Figure 4. MEMs secrete higher IL-6 constitutively or after LPS stimulation, and is dependent on direct contact with MSCs, via JAK1/JAK2, arginase and COX2 pathways

(A) IL-6 production by ELISA was measured in MØs exposed to media alone (MQ), in direct contact with MSCs (MEM direct), in MØ with MSCs added to the upper chamber of a Transwell (MEM transwell), in MØ with rh-IL4 (MQ+IL-4) or rh-IL13 (MQ+IL-13), or in MEMs exposed to NS398 (MEM + NS398), NOR-NOHA (MEM + NOR-NOHA), or Ruxolitinib (MEM + Ruxo). Each group was set up in triplicate, n=3–8 donors. (B–C) IL-6 production by ELISA was measured in MØs sorted from MØs + media or MØs + MSCs (MEMs) and re-plated in fresh media with or without LPS for 2 days.
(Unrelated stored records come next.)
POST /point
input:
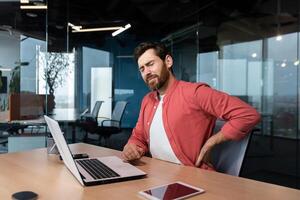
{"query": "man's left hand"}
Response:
(207, 147)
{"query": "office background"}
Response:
(249, 49)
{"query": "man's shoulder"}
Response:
(149, 96)
(192, 85)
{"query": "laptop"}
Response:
(92, 171)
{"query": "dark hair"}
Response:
(159, 48)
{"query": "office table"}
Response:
(46, 175)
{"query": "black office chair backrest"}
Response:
(96, 109)
(118, 113)
(228, 157)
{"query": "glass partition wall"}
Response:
(22, 39)
(248, 49)
(246, 57)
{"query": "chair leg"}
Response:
(100, 139)
(85, 136)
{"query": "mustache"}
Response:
(151, 76)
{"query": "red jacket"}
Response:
(190, 111)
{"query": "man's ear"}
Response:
(169, 61)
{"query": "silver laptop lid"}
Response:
(63, 147)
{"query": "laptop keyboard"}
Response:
(97, 169)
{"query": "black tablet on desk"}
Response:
(176, 190)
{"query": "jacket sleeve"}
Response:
(239, 116)
(138, 135)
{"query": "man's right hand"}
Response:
(132, 152)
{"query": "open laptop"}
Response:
(92, 171)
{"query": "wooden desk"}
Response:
(46, 175)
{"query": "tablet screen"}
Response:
(172, 191)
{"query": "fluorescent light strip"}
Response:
(97, 29)
(117, 32)
(5, 69)
(33, 7)
(74, 27)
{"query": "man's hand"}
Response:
(132, 152)
(204, 156)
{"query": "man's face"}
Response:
(154, 71)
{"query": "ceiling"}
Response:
(149, 18)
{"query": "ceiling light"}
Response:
(5, 69)
(31, 14)
(279, 38)
(40, 7)
(98, 29)
(254, 55)
(121, 30)
(77, 28)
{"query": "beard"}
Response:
(155, 82)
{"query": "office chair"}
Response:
(94, 114)
(228, 157)
(88, 120)
(109, 126)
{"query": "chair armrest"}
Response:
(109, 120)
(84, 112)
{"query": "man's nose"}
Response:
(147, 70)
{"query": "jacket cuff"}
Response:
(139, 144)
(231, 132)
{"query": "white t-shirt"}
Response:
(160, 147)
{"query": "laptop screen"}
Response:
(63, 147)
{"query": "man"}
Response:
(177, 118)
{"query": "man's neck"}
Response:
(167, 85)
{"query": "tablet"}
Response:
(177, 190)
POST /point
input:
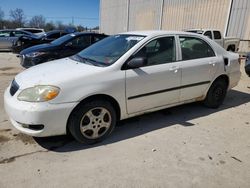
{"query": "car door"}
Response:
(4, 40)
(199, 64)
(157, 83)
(218, 38)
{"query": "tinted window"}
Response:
(54, 36)
(159, 51)
(194, 48)
(110, 49)
(63, 39)
(208, 34)
(4, 33)
(217, 35)
(18, 33)
(97, 38)
(81, 42)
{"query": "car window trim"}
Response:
(203, 39)
(124, 67)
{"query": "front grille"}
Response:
(13, 88)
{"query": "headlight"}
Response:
(39, 93)
(35, 54)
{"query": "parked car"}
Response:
(121, 76)
(228, 43)
(65, 46)
(247, 64)
(24, 42)
(9, 36)
(36, 31)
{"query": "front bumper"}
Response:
(53, 117)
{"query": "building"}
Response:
(231, 17)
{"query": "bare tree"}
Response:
(37, 21)
(49, 26)
(1, 14)
(17, 17)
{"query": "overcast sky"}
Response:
(84, 12)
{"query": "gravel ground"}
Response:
(185, 146)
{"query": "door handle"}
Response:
(174, 68)
(212, 63)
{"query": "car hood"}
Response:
(39, 48)
(58, 73)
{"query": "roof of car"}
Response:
(157, 32)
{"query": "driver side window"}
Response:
(159, 51)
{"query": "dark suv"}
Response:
(247, 64)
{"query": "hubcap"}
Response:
(95, 122)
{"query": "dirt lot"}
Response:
(186, 146)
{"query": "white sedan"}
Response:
(119, 77)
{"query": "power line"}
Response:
(65, 17)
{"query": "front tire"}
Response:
(92, 122)
(216, 94)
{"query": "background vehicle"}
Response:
(36, 31)
(62, 47)
(228, 43)
(119, 77)
(247, 64)
(27, 41)
(9, 36)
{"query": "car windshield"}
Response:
(108, 50)
(63, 39)
(195, 31)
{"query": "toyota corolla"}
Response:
(119, 77)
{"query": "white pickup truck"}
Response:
(228, 43)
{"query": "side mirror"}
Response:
(69, 44)
(137, 62)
N= 3 donors and each group was set up in triplicate. (B) Human IL-6 concentration and (C) fold change in human IL-6 production by each group compared to MØ in media alone is shown. Mean ± SEM analyzed by one-way ANOVA with Tukey’s multiple comparisons. Data representative of 3 experiments with reproducible results. n.d: not detected.
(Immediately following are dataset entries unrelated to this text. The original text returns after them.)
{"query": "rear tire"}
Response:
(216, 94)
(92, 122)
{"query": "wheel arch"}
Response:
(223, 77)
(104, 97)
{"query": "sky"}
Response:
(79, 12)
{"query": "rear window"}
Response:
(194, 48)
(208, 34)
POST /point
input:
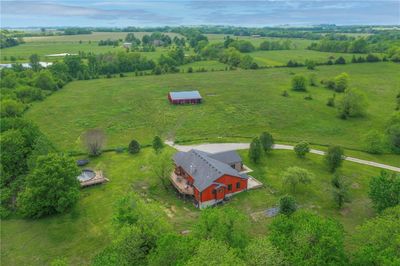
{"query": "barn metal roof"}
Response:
(185, 95)
(203, 168)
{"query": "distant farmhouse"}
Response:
(209, 178)
(127, 45)
(184, 97)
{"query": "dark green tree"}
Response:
(334, 157)
(226, 225)
(260, 252)
(307, 239)
(255, 150)
(287, 205)
(52, 187)
(376, 240)
(34, 61)
(158, 144)
(301, 149)
(134, 147)
(214, 253)
(267, 141)
(384, 190)
(353, 104)
(293, 176)
(299, 83)
(340, 190)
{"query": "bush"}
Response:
(331, 101)
(299, 83)
(334, 157)
(255, 150)
(296, 175)
(301, 149)
(158, 145)
(134, 147)
(384, 190)
(285, 93)
(353, 104)
(341, 82)
(374, 142)
(267, 141)
(287, 205)
(11, 108)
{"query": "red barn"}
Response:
(209, 178)
(184, 97)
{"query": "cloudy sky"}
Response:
(184, 12)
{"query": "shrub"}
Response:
(285, 93)
(11, 108)
(255, 150)
(134, 147)
(340, 61)
(296, 175)
(334, 157)
(267, 141)
(352, 104)
(157, 144)
(287, 205)
(94, 140)
(331, 101)
(341, 82)
(299, 83)
(374, 142)
(384, 190)
(301, 149)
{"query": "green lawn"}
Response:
(80, 233)
(69, 44)
(236, 104)
(281, 57)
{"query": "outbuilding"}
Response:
(184, 97)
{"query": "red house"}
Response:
(184, 97)
(209, 178)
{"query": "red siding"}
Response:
(207, 194)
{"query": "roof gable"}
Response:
(204, 169)
(184, 95)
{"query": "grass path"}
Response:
(220, 147)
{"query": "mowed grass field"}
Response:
(48, 45)
(298, 52)
(79, 234)
(237, 104)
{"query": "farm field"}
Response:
(79, 234)
(298, 43)
(240, 109)
(281, 57)
(69, 44)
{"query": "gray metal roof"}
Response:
(228, 157)
(184, 95)
(203, 168)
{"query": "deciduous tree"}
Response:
(296, 175)
(52, 187)
(334, 157)
(255, 150)
(384, 190)
(301, 149)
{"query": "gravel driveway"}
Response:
(220, 147)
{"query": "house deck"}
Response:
(180, 184)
Figure 5. Treatment of xenogeneic GVHD with MEMs allow for increased survival & inhibit T cells proliferation in vitro

(A) Day +0, NSG mice received 30x10⁶ PBMCs i.v to induce a xenogeneic GVHD in the absence of total body irradiation. (A) On Day +12 post transplant, human CD45⁺ engraftment in spleen, blood and bone marrow (BM) was assessed. (B) On day +18, when mice showed clinical evidence of GVHD, mice were randomized to receive PBS, 5x10⁵ MSCs or MEMs i.v to treat GVHD and monitored for survival. N= 5 mice/group, one representative experiment of 3 performed. Survival curves compared by log rank analysis, **P<0.001 (C) Allogeneic CD3⁺ sorted CFSE-labeled T cells were cultured in triplicate with anti-CD3 and anti-CD28 antibodies either alone (T cells), with MØ (T cells + MØ), or MEM (T cells + MEM) at a 2:1 ratio for 5 days. Cells were then collected from each group and stained for CD3⁺ to determine the percentage of proliferating cells, which are CD3⁺CFSE⁻. Mean ± SEM calculated by one-way ANOVA.
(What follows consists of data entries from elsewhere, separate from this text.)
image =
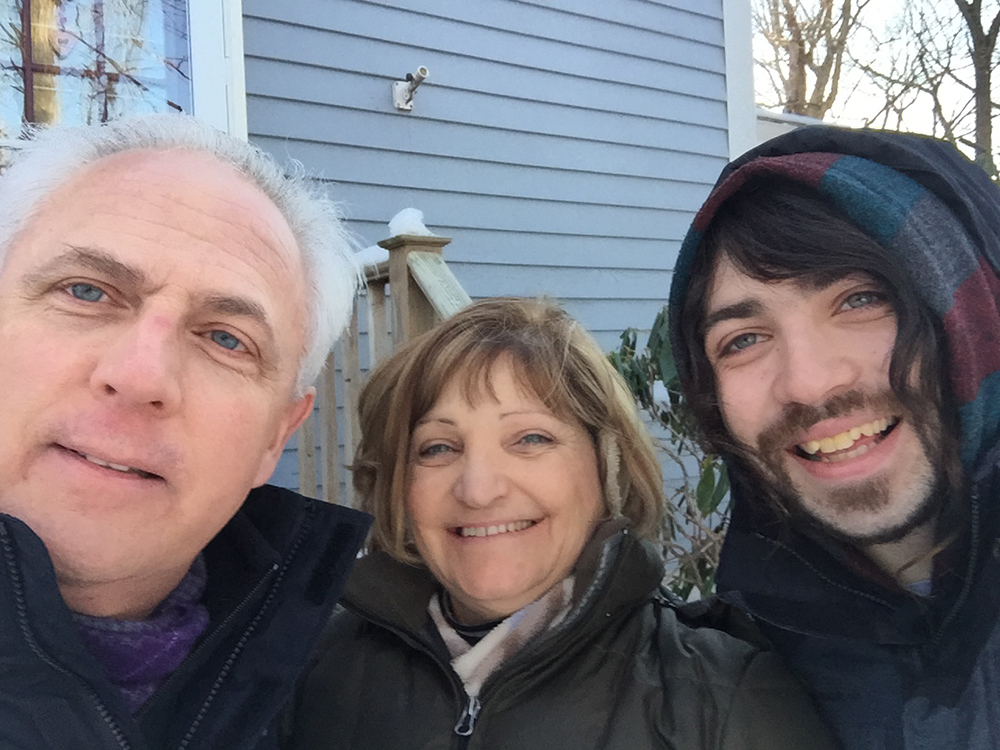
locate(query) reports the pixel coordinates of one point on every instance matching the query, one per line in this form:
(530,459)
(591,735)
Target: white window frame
(218,79)
(737,23)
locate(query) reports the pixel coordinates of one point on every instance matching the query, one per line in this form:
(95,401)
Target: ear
(295,414)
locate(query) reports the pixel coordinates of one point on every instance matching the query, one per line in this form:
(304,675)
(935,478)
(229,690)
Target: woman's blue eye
(225,340)
(535,439)
(435,449)
(86,292)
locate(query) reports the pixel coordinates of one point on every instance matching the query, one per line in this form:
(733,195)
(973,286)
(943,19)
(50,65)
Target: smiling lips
(116,467)
(841,447)
(493,530)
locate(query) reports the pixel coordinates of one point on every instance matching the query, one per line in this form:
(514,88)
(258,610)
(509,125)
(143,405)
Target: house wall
(563,145)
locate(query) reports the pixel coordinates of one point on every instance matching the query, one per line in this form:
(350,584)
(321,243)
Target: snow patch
(409,221)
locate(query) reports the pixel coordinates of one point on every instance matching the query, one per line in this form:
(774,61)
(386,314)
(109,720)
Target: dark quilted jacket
(625,670)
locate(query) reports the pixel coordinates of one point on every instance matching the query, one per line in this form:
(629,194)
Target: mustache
(795,419)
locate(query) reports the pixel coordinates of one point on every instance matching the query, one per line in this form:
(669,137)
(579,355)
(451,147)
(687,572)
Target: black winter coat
(274,574)
(625,670)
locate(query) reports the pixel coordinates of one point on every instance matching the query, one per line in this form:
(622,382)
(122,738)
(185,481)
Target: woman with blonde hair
(511,594)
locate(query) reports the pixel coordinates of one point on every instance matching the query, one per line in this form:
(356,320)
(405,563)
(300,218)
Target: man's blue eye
(863,299)
(225,340)
(743,341)
(86,292)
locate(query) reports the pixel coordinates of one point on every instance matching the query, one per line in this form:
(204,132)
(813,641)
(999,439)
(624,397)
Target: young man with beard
(835,323)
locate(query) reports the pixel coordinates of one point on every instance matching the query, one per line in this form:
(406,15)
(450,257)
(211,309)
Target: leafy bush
(696,486)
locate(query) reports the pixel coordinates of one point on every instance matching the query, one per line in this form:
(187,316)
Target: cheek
(740,406)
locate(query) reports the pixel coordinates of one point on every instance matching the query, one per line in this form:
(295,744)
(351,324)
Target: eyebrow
(93,259)
(741,310)
(428,420)
(121,273)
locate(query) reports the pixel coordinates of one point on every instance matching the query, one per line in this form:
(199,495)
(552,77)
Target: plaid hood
(938,213)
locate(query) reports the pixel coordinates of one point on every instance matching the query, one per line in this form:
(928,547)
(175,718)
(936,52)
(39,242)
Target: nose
(481,480)
(814,366)
(140,365)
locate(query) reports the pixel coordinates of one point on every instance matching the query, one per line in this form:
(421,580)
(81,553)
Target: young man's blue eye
(863,299)
(225,340)
(743,341)
(86,292)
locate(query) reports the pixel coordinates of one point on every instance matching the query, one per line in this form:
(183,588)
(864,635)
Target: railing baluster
(328,409)
(351,370)
(307,457)
(379,344)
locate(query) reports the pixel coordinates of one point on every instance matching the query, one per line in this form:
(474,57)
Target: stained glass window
(89,61)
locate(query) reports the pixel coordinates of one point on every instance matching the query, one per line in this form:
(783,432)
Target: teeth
(502,528)
(846,439)
(107,464)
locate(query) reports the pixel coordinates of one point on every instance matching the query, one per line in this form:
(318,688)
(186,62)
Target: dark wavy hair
(776,229)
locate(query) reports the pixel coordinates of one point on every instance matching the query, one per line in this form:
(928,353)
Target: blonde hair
(553,357)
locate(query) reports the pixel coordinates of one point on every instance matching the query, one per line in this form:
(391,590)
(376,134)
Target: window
(90,61)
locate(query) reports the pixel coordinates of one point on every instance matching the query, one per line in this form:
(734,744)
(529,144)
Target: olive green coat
(625,670)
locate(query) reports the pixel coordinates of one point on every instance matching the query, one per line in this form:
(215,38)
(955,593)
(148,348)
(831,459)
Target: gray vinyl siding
(562,145)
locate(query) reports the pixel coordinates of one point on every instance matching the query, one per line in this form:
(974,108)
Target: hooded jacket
(890,669)
(274,575)
(626,670)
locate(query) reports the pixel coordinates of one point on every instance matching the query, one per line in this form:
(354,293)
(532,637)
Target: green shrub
(696,487)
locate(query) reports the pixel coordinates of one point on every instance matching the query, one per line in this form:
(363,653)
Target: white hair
(52,156)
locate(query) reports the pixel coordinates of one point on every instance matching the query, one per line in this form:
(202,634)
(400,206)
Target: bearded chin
(864,499)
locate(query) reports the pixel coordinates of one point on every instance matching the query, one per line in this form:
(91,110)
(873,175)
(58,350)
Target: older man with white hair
(167,298)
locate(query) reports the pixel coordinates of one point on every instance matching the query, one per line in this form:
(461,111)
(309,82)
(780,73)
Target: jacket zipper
(474,704)
(277,573)
(467,722)
(471,706)
(22,618)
Figure 6. Treatment of lethal radiation with MEMs allows for increased survival and improved weight loss and clinical scores

(A–D) On day 0, NSG mice received lethal total body irradiation (3Gy) followed by (3 hours later) PBS, 5x10⁵ MØs, 5x10⁵ MSCs or 5x10⁵ MEMs treatment i.v. N= 8–11 mice/group. (A) Survival curve compared by log rank analysis. (B) Median survival in days for each group.*** p= 0.0003, **p= 0.0066, *p= 0.02, mean ± SEM by one-way ANOVA of analysis with Bonferroni multiple comparison post test. (C) Percent weight change compared to day 0 for each group, ***p< 0.0001, Two-way ANOVA with Tukey’s multiple comparisons post test. (D) Overall clinical score (weight loss, posture, activity, skin and fur texture). On day 37: *p=0.015 MEM vs PBS, *p= 0.011 MEM vs MSC and ***p= 0.0002 MEM vs MØ, two-way ANOVA with Tukey’s multiple comparisons post test. Data representative of one of 2 experiments with similar results. (E) MØ or MEM were co-cultured at 25:1 ratio with NIH-3T3-GFP⁺ cells pre-labeled with Violet proliferation dye 450. On day 7, the percentage of proliferating NIH-3T3 fibroblasts was assessed by flow cytometry by gating on GFP⁺ VPD450⁻ cells and compared to NIH-3T3-GFP cells cultured alone. Mean ± SEM calculated by two-way ANOVA with Tukey’s multiple comparisons post test. Data representative of one of 2 experiments with similar results.